Keyakinan Sir Alex Ferguson sebetulnya tidak pernah berkurang untuk striker sekelas Dimitar Berbatov. Tapi di laga final waktu itu, Fergie mungkin memiliki keputusan yang harus diterapkan, seperti memilih Michael Owen ketimbang Berbatov, dan kemudian memasukkannya sebagai pemain pengganti.

Maka ketika pemain asal Bulgaria itu meninggalkan United pada 2012, ia tidak mengucapkan selamat tinggal kepada Ferguson. Setelah hari kepergiannya telah lama berlalu, barulah ia kembali memikirkan sikapnya itu. Ia juga merenungkan karier manajernya, dan ia tahu bahwa suatu hari ia pasti akan mengecewakan beberapa pemain asuhnya sendiri.

“Saya tahu bahwa jika suatu hari nanti saya adalah manajer dan tim saya bermain di final, saya harus melakukan hal yang sama. Tidak hanya untuk salah satu pemain saya, akan tetapi untuk beberapa dari mereka. Sekarang saya mencoba untuk melihat semua hal ini dari sudut pandang sebagai manajer,” ungkap Berbatov.

“Sebetulnya, hubungan saya dengan Fergie baik-baik saja. Tidak ada yang bisa dimaafkan untuknya. Saya tidak pernah memiliki perasaan buruk, saya hanya kecewa dengan keputusannya. Pada awalnya, saya bereaksi secara impulsif dan sangat kesal. Tapi kemudian, seiring berjalannya waktu, saya mulai menyadari tentang keputusan itu.”

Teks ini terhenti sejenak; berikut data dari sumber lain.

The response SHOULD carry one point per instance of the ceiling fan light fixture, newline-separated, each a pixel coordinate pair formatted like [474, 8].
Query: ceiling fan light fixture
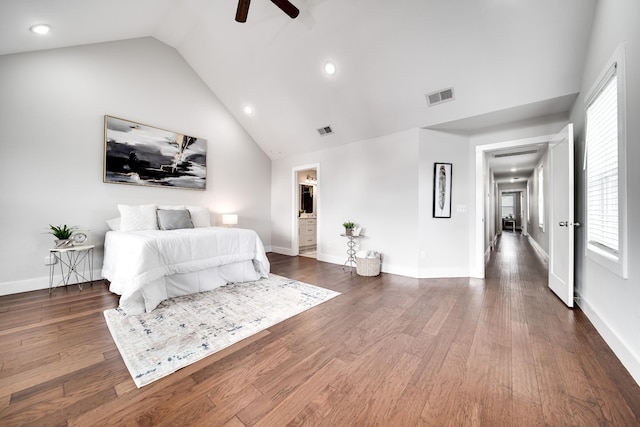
[287, 8]
[41, 29]
[330, 68]
[248, 110]
[243, 10]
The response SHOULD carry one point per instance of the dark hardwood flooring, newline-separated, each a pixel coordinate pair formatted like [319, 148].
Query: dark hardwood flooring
[390, 351]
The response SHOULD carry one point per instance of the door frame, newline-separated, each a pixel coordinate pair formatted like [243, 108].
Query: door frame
[478, 249]
[295, 191]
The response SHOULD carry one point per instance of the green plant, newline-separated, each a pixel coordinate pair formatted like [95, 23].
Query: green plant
[61, 232]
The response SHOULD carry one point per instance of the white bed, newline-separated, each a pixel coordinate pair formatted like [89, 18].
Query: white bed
[146, 267]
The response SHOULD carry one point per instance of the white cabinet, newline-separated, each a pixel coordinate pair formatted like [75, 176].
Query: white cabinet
[306, 232]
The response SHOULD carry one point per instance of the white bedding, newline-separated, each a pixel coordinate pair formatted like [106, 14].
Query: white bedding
[147, 267]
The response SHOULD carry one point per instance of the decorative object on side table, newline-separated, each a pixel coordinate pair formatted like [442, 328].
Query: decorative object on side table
[63, 235]
[81, 237]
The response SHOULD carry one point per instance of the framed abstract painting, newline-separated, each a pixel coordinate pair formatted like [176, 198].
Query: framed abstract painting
[144, 155]
[442, 190]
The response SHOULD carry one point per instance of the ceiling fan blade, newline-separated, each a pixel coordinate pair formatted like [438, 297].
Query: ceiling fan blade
[243, 10]
[287, 7]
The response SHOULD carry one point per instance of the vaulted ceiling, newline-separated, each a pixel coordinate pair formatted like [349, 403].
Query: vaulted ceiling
[506, 59]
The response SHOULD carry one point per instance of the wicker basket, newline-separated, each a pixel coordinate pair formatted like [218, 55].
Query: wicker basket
[368, 266]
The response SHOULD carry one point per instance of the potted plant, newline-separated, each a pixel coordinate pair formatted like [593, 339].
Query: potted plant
[348, 228]
[63, 235]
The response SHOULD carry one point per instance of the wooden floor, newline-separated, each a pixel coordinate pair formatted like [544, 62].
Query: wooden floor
[390, 351]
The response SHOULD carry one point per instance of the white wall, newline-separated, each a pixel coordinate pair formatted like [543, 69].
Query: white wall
[444, 241]
[610, 302]
[373, 183]
[51, 115]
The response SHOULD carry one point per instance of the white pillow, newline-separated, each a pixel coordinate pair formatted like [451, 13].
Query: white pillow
[142, 217]
[114, 224]
[200, 216]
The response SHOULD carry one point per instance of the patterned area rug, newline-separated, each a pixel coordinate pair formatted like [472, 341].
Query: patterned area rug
[183, 330]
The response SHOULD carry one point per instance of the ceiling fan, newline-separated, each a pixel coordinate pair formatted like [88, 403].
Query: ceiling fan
[284, 5]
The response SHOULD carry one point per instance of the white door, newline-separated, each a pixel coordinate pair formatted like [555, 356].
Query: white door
[561, 221]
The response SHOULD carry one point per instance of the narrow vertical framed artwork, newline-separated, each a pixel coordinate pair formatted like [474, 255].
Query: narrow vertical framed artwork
[442, 173]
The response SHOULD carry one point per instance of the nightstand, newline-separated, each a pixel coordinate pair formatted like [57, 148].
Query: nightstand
[73, 262]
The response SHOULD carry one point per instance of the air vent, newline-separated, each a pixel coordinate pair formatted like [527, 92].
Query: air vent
[325, 131]
[518, 153]
[440, 96]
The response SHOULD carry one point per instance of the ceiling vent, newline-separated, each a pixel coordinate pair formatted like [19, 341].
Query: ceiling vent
[440, 96]
[325, 131]
[518, 153]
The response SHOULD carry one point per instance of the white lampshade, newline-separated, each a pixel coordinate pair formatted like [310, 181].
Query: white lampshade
[230, 219]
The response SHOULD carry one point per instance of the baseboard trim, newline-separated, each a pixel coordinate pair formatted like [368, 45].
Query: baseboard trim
[623, 352]
[35, 284]
[282, 251]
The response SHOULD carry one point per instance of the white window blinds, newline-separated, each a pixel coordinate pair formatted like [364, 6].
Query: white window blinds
[602, 167]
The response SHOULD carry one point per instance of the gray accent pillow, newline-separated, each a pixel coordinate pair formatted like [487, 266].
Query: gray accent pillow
[173, 219]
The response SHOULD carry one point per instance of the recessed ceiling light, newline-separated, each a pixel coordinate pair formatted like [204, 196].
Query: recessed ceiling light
[330, 68]
[40, 29]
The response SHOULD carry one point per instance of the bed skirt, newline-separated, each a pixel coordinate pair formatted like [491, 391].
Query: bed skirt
[152, 294]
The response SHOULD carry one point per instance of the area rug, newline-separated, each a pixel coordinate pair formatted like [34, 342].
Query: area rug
[183, 330]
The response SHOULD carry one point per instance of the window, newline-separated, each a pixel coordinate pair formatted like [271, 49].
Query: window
[507, 206]
[604, 164]
[541, 198]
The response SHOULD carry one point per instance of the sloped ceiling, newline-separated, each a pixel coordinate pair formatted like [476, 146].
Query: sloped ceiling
[500, 56]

“Karena itu, jika saya bisa bermain lagi, itu akan menjadi pertandingan final Liga Champions 2011 melawan Barcelona. Musim itu saya adalah pencetak gol terbanyak United, dan saya finis sebagai pencetak gol terbanyak (bersama Carlos Tevez) di Premier League. Saya berada dalam performa terbaik dan saya merasa saya akan mencetak gol. Saya pikir saya bisa membantu tim dalam pertandingan final itu.”

Terlepas dari itu, Dimitar Berbatov memang meninggalkan jejak yang tak terhapuskan di sepakbola Inggris sejak ia tiba dari Bayer Leverkusen pada 2006. Ia telah mencetak lebih dari 100 gol untuk Tottenham, United dan Fulham. Ia adalah salah satu penyerang dengan style paling beda yang pernah bermain di Premier League.

Sampai saat ini selalu ada tanda tanya terhadap gaya dan bentuk permainannya. Selain itu, gaya dan bentuk permainannya ini juga seringkali bentrok secara keseluruhan dari apa yang seharusnya dimainkan. Terutama di sepakbola Inggris. Bahkan, tipikal pemain seperti Berbatov ini masih dinilai kurang cocok bermain di Premier League.

“Beberapa orang menilai saya, dan yang lainnya tidak. Beberapa mulai memahami dan menghargai gaya serta bentuk permainan saya ketika saya pergi. Tetapi saya tidak peduli tentang itu. Saya selalu setia pada gaya sepakbola dan naluri saya. Hal semacam itulah yang paling penting bagi saya,” tandas mantan pengguna nomor punggung “9” di United itu.

“Di mana saya berada, saya akan selalu memainkan gaya dan bentuk sepakbola yang saya suka. Sebagai pemain, saya cukup beruntung memiliki pelatih yang akan membiarkan saya mengekspresikan diri di lapangan. Tidak ada yang memberi tahu saya bahwa saya harus mengubah gaya saya. Dan tidak ada yang menyuruh saya untuk menyesuaikan diri dengan gaya bermain di liga tempat saya bermain.”